Performance Analysis of SPAD-Based Optical Wireless Communication with OFDM

TL;DR

This paper presents a detailed theoretical analysis of SPAD-based optical wireless communication systems employing OFDM, focusing on the effects of nonlinearity, shot noise, and clipping, and deriving performance metrics like SNR and BER.

Contribution

It introduces an equivalent Gaussian noise channel model for SPAD-OFDM systems and provides closed-form expressions for key performance indicators, offering new insights into system operation beyond saturation.

Findings

System performance is significantly affected by SPAD nonlinearity and shot noise.

The proposed model accurately predicts SNR and BER across different power regimes.

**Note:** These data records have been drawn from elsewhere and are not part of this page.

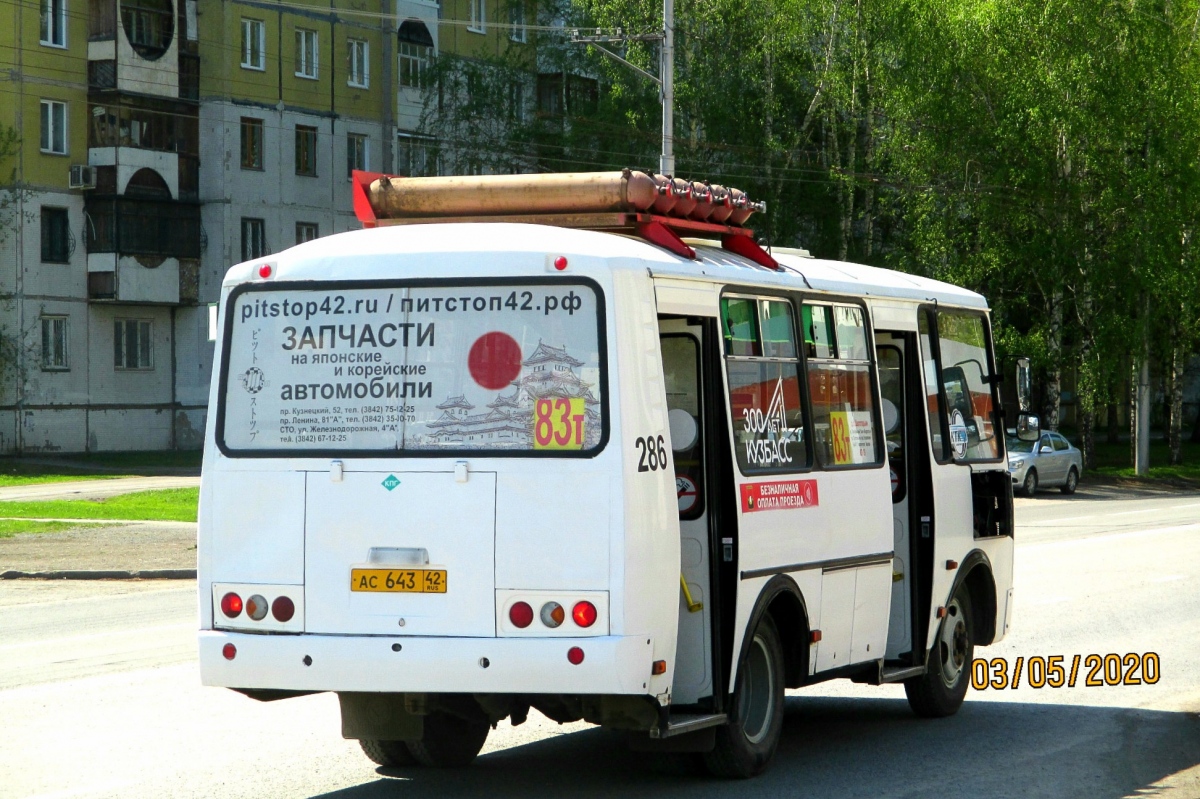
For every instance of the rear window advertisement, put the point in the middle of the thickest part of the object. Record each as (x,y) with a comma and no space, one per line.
(508,367)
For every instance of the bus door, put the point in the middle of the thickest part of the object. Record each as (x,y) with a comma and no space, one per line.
(684,372)
(911,492)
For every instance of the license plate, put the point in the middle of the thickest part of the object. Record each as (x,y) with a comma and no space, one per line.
(399,581)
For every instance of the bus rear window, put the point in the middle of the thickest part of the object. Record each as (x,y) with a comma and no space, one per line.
(389,367)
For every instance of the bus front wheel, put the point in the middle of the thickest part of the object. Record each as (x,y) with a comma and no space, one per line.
(388,752)
(745,745)
(941,689)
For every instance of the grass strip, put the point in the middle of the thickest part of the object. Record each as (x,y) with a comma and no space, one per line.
(165,505)
(39,479)
(11,527)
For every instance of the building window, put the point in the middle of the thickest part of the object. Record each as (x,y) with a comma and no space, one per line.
(415,49)
(478,16)
(253,239)
(131,344)
(306,53)
(516,22)
(54,342)
(149,25)
(360,64)
(413,60)
(251,143)
(516,101)
(306,150)
(54,23)
(55,235)
(306,232)
(417,157)
(355,152)
(54,127)
(253,44)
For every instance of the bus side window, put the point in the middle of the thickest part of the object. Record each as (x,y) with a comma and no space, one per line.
(840,388)
(762,364)
(739,320)
(681,368)
(970,404)
(817,330)
(933,396)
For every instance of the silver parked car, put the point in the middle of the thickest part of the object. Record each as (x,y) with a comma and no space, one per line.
(1050,461)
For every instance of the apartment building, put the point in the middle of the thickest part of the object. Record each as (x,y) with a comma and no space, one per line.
(101,235)
(162,140)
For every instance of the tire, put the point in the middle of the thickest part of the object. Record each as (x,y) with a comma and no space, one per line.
(1030,486)
(388,752)
(748,742)
(449,742)
(940,691)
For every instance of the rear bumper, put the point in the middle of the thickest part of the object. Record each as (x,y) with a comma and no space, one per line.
(612,664)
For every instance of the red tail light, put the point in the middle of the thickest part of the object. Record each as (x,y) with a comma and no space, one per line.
(521,614)
(585,614)
(283,608)
(231,605)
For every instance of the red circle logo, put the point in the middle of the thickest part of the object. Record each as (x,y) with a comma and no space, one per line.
(495,360)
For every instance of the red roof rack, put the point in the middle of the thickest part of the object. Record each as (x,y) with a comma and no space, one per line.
(655,208)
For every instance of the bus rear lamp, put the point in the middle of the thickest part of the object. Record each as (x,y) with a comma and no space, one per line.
(283,608)
(257,607)
(231,605)
(585,613)
(552,614)
(521,614)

Reliable operation is achievable even beyond SPAD saturation levels.

Abstract

In recent years, there has been a growing interest in the use of single-photon avalanche diode (SPAD) in optical wireless communication (OWC). SPAD operates in the Geiger mode and can act as a photon counting receiver obviating the need for a transimpedance amplifier (TIA). Although a SPAD receiver can provide higher sensitivity compared to the traditional linear photodetectors, it suffers from the dead-time-induced nonlinearity. To improve the data rates of SPAD-based OWC systems, optical orthogonal frequency division multiplexing (OFDM) can be employed. This paper provides a comprehensive theoretical analysis of the SPAD-based OWC systems using OFDM signalling considering the effects of signal clipping, SPAD nonlinearity, and signal-dependent shot noise. An equivalent additive Gaussian noise channel model is proposed to describe the performance of the SPAD-based OFDM system. The statistics of the proposed channel model and the analytical expressions of the signal-to-noise ratio (SNR) and bit error rate (BER) are derived in closed forms. By means of extensive numerical results, the impact of the unique receiver nonlinearity on the system performance is investigated. The results demonstrate new insights into different optical power regimes of reliable operation for SPAD-based OFDM systems even well beyond SPAD saturation level.